The authors caution that these signs are not predictive, and should not be used as criteria for establishing a diagnosis of benign MS. However, these MRI abnormalities in someone with seemingly benign MS serve as potential red flags pointing to another course of MS. They recommend that studies of large cohorts of people classified as having benign MS are warranted to validate these findings. The investigators suggest that one or more of these factors, along with the ability of the brain to compensate for damage by using other regions of the brain, may account for the milder course in people with benign MS.

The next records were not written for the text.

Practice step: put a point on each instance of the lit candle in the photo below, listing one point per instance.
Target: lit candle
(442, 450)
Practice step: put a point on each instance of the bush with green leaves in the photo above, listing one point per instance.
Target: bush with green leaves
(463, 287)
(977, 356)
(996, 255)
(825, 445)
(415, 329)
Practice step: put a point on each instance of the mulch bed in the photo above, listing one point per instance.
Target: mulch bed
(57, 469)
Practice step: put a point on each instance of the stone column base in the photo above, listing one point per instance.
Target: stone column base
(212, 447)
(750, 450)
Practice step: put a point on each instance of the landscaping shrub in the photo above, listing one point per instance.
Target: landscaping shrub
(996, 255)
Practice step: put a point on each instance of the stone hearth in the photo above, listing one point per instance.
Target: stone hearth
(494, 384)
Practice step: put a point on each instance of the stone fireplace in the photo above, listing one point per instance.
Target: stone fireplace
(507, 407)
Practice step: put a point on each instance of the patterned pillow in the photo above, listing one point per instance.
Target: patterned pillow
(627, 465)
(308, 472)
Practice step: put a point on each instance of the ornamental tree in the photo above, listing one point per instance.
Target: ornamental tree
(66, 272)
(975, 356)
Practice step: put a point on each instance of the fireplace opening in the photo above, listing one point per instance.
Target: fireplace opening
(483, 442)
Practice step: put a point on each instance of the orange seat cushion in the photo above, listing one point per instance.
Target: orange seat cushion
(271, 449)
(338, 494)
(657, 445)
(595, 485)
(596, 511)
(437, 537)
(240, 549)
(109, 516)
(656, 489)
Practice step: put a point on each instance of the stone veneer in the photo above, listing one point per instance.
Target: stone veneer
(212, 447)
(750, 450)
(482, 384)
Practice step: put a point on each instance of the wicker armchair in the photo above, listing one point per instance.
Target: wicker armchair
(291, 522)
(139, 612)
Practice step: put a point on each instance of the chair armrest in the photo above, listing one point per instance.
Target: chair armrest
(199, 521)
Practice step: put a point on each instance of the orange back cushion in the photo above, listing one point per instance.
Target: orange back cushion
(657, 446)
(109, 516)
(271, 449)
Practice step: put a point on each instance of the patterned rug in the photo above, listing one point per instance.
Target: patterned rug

Importantly, the MAGNIMS collaborators also discussed cognitive impairment, which has been reported in as many as 45% of people with otherwise benign courses of MS, and that more MRI abnormalities did occur in those labeled benign who experienced cognitive problems. The group urges, “We believe that a new definition of [benign] MS is needed” which would include the absence of cognitive impairment as assessed by a neuropsychological evaluation.
Comment: This analysis of imaging studies adds insight to our knowledge of what has been labeled benign MS, and makes it clear that further research is needed to understand benign MS and to find early predictors that would help doctors advise people in their care. It is clear that it is important to take into account individuals’ cognitive functions, not just their physical functions, when labeling a person’s MS as benign.
The National MS Society’s National Clinical Advisory Board recommends that treatment with an immunomodulating drug (such as FDA-approved interferons or glatiramer acetate) be considered as soon as possible following a definite diagnosis of MS with active disease (i.e., recent relapses and/or new lesions on MRI), and may also be considered for patients with a first attack who are at high risk of developing MS (known as clinically isolated syndrome). Because at the time of diagnosis and for some years thereafter it is impossible to know if disease will be benign or more active, this recommendation holds for people who present with a mild disease course.